In the following decades, especially under the leadership of Francisco de Ibarra, settlements had moved north and into the interior of the continent, beyond the city of Zacatecas, when silver was discovered in the area.
Francisco de Ibarra, the first to colonize Durango, had named the new area Nueva Vizcaya, after his homeland in Spain, Biscay (the historic name of the Basque Country).
Nueva Vizcaya includes the modern Mexican states of Chihuahua and Durango, the eastern parts of Sinaloa, Sonora and the southwest of Coahuila.
The region had come under the judicial jurisdiction of the Real Audiencia of Guadalajara and the administration of its president.
The Tepehuan Indians, inhabiting a large territory along the Sierra Madre Occidental from Chihuahua and Durango in the north to Jalisco in the south, and previously known for their bellicosity, had been considered pacified by 1590, with many congregating in Jesuit missions.
The Tepehuans in 1615 and earlier had suffered an epidemic, and they fought to return to their traditional ways of life.
A wagon train traveling to Mexico City on November 16, 1616, is attacked by the Tepehuanes just outside Santa Catalina de los Tepehuanes, a small Jesuit village in the eastern foothills of the Western Sierra Madre.
Thus begins what Jesuit historian Andrés Pérez de Ribas will call "one of the greatest outbreaks of disorder, upheaval, and destruction that had been seen in New Spain...since the Conquest."
Before it is finished, over two hundred Spaniards, ten missionaries and four thousand Tepehuanes die with destruction to property valued at as much as a million pesos.
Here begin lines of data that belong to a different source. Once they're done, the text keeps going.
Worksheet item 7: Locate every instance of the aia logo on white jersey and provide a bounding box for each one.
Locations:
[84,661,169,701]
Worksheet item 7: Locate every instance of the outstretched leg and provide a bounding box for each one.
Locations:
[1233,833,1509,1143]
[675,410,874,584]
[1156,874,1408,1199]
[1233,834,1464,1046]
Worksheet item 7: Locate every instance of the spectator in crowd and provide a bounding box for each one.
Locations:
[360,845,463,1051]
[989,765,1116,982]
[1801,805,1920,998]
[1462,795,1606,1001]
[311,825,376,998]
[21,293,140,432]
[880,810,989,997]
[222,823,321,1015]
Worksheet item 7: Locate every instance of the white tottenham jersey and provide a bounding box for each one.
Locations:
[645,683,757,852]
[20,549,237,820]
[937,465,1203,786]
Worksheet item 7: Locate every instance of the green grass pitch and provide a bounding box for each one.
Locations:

The Tepehuan, upon being defeated by the Spanish, go into hiding.
Tepehuan country is the site of profitable silver mines and Spanish commitment to the exploitation of these mines is a factor in the Jesuits' success in rebuilding the missions after the revolt.
The Spanish presence also contributes to the defeat of the Tepehuanes and the loss of much of their traditional culture.